A theoretical physicist and writer, Prescod-Weinstein studies dark matter and the early universe while also exploring how science intersects with culture and power. Her first book, The Disordered Cosmos: A Journey into Dark Matter, Spacetime, and Dreams Deferred, won the Los Angeles Times Book Prize in Science and Technology. Her new book, The Edge of Space-Time: Particles, Poetry, and the Cosmic Dream Boogie (April 7, 2026), takes readers to the boundaries of the universe, and asks what those boundaries reveal about ourselves.
In this edition of 21 Questions, Chanda talks about libraries, cat memes, and the unpredictable path to becoming a writer.
21 Questions with Chanda Prescod-Weinstein
1. I couldn’t have written my last book without…
Libraries. I accessed so many papers and books I needed thanks to libraries.
2. What’s the thing most people get wrong about being a writer?
We are not born good. We work hard to be good at what we do.
3. What’s your most common form of procrastination?
Looking for cat memes to share with one of my group chats.
4. Do you read your reviews?
Only the published ones.
5. What’s the first thing you do after you finish a draft?
Put it away and watch comfort TV.
6. What’s a writing habit you’re embarrassingly superstitious about?
I thought I didn’t have an answer to this question, but my spouse immediately said, “You’re obsessed with word count.”
7. What’s something you wish you’d started doing five years ago?
It would have been helpful to learn how to let myself write out of order, instead of expecting it to always come to me linearly.
8. Where do you find new ideas, and how do you keep track of them?
Everywhere. I keep a notebook where I write down important quotes. I put sticky notes on books I want to use, with a comment about what was important in the book.
9. What’s the best piece of professional advice you’ve ever received?
Ask questions when you need to.
10. And the worst?
To give up because I would never succeed. That turned out to be very wrong.
11. Whose career do you most admire and why?
I really admire astrophysicist and author Priya Natarajan. She has had an extraordinary intellectual range within astronomy and has broadly been a force for good in the discipline.

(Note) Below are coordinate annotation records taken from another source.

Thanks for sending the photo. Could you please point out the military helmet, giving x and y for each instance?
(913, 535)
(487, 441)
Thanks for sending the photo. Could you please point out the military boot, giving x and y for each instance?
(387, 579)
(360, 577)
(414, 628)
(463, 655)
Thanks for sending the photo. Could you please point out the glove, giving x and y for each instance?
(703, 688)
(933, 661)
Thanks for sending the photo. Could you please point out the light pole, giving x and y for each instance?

On top of that, she’s also a writer with broad interests.
12. What’s on your nightstand right now?
Stephanie Wambugu’s first novel, Lonely Crowds, and Toni Morrison’s classic novel, Sula.

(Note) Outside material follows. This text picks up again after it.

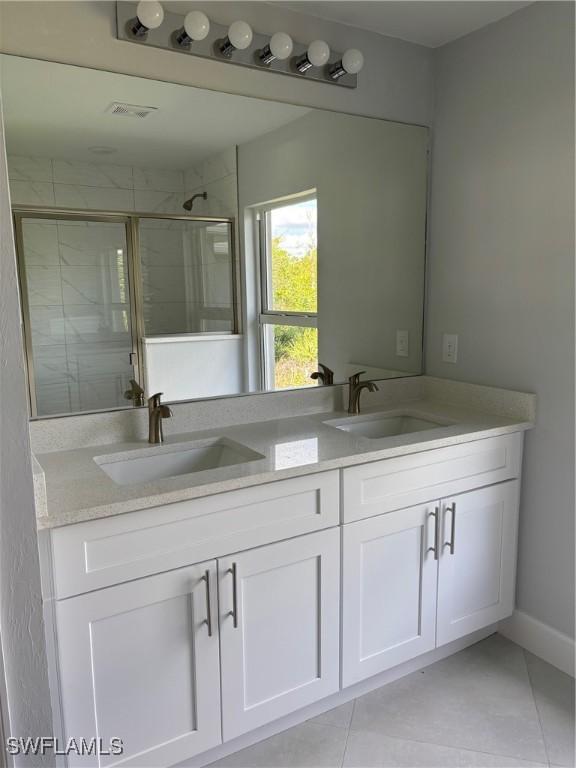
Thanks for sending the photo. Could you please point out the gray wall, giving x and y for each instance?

13. How did you find your agent?
Jessica Papin found me, and I cannot put into words how happy I am that she did.
14. What’s a writing rule you’ve happily broken?
Preposition at the end of the sentence. It’s fine, really.

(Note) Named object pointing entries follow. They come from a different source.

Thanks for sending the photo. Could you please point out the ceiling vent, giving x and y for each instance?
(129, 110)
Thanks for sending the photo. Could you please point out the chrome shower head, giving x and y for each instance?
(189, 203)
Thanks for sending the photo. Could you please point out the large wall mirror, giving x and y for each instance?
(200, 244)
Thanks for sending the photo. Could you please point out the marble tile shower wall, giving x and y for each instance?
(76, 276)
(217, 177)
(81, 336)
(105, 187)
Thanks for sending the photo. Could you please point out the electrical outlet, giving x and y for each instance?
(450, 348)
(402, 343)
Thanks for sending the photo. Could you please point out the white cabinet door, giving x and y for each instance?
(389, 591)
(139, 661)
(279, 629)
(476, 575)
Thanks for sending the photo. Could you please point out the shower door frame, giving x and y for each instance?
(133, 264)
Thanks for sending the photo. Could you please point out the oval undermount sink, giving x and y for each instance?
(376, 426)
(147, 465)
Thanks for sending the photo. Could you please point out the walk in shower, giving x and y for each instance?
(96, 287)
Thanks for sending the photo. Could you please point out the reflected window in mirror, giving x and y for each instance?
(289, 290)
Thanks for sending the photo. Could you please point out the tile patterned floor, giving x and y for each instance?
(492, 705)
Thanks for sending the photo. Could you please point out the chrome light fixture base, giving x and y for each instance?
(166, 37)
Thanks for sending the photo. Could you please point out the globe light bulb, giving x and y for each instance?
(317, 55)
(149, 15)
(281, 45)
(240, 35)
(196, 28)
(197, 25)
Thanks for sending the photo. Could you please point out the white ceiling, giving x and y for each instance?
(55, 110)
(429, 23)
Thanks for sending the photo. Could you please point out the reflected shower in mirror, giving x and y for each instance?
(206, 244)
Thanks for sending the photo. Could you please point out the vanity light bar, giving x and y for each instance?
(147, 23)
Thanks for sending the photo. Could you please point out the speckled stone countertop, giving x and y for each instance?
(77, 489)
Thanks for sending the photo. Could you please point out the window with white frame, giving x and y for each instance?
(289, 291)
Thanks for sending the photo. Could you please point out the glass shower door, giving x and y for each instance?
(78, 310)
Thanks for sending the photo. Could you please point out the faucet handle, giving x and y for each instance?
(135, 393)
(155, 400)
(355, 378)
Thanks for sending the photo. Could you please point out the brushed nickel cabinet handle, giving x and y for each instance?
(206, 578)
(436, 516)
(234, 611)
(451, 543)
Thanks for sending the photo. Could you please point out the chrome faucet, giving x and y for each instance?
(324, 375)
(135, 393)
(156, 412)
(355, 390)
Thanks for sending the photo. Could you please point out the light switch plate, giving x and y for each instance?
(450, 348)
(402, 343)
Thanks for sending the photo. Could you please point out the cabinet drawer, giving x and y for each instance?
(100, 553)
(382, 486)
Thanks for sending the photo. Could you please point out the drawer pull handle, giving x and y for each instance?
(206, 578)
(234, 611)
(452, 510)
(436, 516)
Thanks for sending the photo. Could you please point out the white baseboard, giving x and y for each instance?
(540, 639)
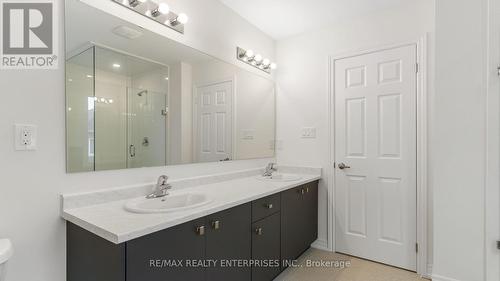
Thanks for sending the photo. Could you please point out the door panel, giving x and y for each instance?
(375, 137)
(214, 122)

15. What tech tools (AI included) do you actually use—and which ones do you actively ignore?
I am virtual lifemates with Zotero, the reference software. I am a GenAI virgin and proud of it.
16. What’s the best non-writing skill that’s helped your writing career?
Being able to get on stage and talk to large and small audiences has served me well. I’m so glad I went to a public performing arts school for seven years.

17. How many drafts before you show your editor?
Usually my editor sees the first one.
18. Can you describe your ideal workday?
One where I don’t have to deal with any university bureaucracy.
19. How does that compare to your actual workday?
A lot of writing emails and feeling annoyed by wasteful bureaucracy, interspersed with thinking about ideas I actually care about. Right now I’m picking out a textbook for the graduate quantum field theory class I’m teaching next year.
20. What’s something about the writing life that still surprises you?
No two books are alike, and the way I grow and change as a writer is completely unpredictable.
21. What is your new book about?
The Edge of Space-Time: Particles, Poetry, and the Dream Boogie is about how living at the edge of what we know is part of who we are as a species. I write about the power of physics and metaphor to shape our minds and our relationship to the cosmos, and I emphasize the spiritual importance of doing particle physics and cosmology. It’s also for anyone who has ever wondered, “What the fuck is quantum field theory?”
Bonus Q: Anything you’d like to ask or crowdsource from fellow authors in the Author Insider community?
I’m interested to know how they think about what it means to write with integrity.